The snc_read_only grants table-level read ACLs but it does not grant access to the application menus and navigation modules. That's why the Incident table doesn't show up in your nav bar filter even though you technically have read permission on the underlying table.

There are two layers at play here:

1. Table ACL (read access to records)snc_read_only covers this broadly.

2. Application Menu / Module visibility (nav bar entries) — These are controlled by roles assigned on the sys_app_module records. Each navigation module (like "Incident > All") has a "Roles" field that determines who can see it.

For the standard ITSM tables, the modules are gated behind the itil role. That's why snc_read_only alone won't surface them in the navigator.

What you can do depends on your goal:

If you want read-only access with nav visibility, the cleanest approach is to combine snc_read_only with one of these strategies:

  • Grant itil role — This is the simplest fix and gives nav access to Incident, Problem, Change, etc. The downside is that itil also grants write access, so you'd need to layer on table-level ACL restrictions or use a read-only variant if available.

  • Use module-specific read roles (available in newer releases like Xanadu/Yokohama/Zurich): sn_incident_read, sn_change_read, sn_problem_read. These grant both table read ACLs and navigation module visibility without write permissions.

  • Create a custom role that inherits snc_read_only and is manually added to the relevant sys_app_module records' Roles field. This gives you fine-grained control.

 

verification: Navigate to sys_app_module.list, filter where Name = "All" and Application = "Incident", and check the Roles field — you'll see exactly which role is required for that nav entry to appear. That's the missing piece snc_read_only doesn't cover.

If you just need a quick way to access the table without the nav module, you can always type incident.list directly in the nav bar filter — that bypasses module visibility and only checks table-level ACLs, which snc_read_only should satisfy.

Tanushree Maiti
Kilo Patron

Hi @MThomas1 

 

You’re probably unable to see the Incident table in the navigation bar because the user doesn’t have the required base ITIL role or the necessary read access (ACLs) for those tables.

 

Check that- and give/have required access-> It will work.

 

Refer: KB0748343 The read-only role and how to use it \

 

 

Please mark this response as Helpful & Accept it as solution if it assisted you with your question.
Regards
Tanushree Maiti
ServiceNow Technical Architect
Linkedin:

Purvi Kotadiya
Tera Contributor

snc_read_only is a global safety role that prevents create, update, and delete actions across the platform.
It does NOT grant access to any application tables (Incident, Problem, Change, CMDB, etc.), which is why it’s not sufficient on its own.

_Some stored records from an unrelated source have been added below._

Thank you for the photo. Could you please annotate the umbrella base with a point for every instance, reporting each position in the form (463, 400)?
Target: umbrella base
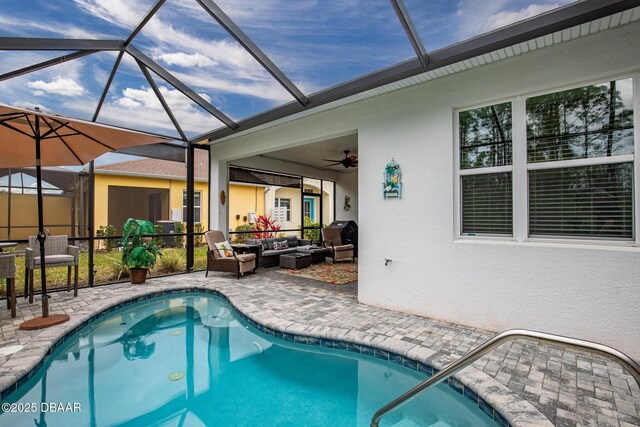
(44, 322)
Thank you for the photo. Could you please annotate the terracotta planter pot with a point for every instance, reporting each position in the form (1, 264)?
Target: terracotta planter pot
(138, 275)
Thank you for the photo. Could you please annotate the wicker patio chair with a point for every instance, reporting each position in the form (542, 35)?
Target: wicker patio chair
(237, 263)
(333, 242)
(8, 272)
(58, 253)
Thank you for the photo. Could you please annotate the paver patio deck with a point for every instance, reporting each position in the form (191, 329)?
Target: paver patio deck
(571, 388)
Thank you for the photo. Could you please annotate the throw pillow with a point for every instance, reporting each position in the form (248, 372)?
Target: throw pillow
(224, 249)
(281, 245)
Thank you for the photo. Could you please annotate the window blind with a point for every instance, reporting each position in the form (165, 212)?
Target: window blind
(586, 201)
(487, 206)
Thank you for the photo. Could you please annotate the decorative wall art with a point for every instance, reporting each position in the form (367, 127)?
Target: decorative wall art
(392, 185)
(347, 203)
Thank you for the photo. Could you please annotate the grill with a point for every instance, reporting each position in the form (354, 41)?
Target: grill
(348, 233)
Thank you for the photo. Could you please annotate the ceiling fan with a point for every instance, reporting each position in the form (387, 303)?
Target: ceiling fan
(347, 162)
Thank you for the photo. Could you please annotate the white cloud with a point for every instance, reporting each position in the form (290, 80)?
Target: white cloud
(58, 86)
(185, 60)
(123, 13)
(476, 17)
(505, 18)
(25, 28)
(139, 108)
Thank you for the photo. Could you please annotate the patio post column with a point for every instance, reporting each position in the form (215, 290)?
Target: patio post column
(90, 228)
(190, 204)
(41, 235)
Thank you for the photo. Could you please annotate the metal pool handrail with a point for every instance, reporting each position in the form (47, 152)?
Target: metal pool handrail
(509, 335)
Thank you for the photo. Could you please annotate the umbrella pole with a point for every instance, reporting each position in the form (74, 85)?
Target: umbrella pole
(45, 321)
(41, 236)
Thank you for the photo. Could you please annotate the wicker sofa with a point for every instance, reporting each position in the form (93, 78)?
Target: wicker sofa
(270, 257)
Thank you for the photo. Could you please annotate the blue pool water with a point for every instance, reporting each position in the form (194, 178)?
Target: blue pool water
(190, 360)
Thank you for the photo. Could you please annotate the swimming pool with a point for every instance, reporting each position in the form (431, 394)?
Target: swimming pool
(191, 360)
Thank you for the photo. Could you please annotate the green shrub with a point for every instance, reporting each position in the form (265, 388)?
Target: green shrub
(198, 239)
(157, 229)
(117, 269)
(138, 251)
(107, 231)
(171, 261)
(179, 228)
(312, 234)
(242, 237)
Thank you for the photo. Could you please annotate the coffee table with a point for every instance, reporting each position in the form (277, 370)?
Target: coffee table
(295, 261)
(318, 253)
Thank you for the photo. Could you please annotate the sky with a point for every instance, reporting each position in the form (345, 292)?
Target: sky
(316, 43)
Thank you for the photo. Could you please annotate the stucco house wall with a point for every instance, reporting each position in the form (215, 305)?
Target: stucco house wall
(576, 289)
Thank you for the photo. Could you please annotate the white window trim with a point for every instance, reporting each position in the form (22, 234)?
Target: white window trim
(520, 170)
(636, 145)
(194, 205)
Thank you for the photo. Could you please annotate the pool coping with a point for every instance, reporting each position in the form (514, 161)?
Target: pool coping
(504, 406)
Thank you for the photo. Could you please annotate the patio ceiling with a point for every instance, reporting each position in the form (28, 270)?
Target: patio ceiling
(202, 70)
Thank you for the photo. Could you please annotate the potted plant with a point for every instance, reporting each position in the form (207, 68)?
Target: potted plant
(139, 250)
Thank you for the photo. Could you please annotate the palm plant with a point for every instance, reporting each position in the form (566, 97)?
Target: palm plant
(139, 251)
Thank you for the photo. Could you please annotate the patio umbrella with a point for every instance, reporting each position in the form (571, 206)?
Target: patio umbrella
(32, 138)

- To actually see records, you must add table‑specific read roles, optionally combined with snc_read_only for safety.

Common read‑only roles:

  • Incident → sn_incident_read
  • Problem → sn_problem_read
  • Change → sn_change_read
  • CMDB → cmdb_read
  • snc_read_only (optional safety net)

MThomas1
Tera Expert

Thank you all and appreciate your support and guideance with detailed explanation.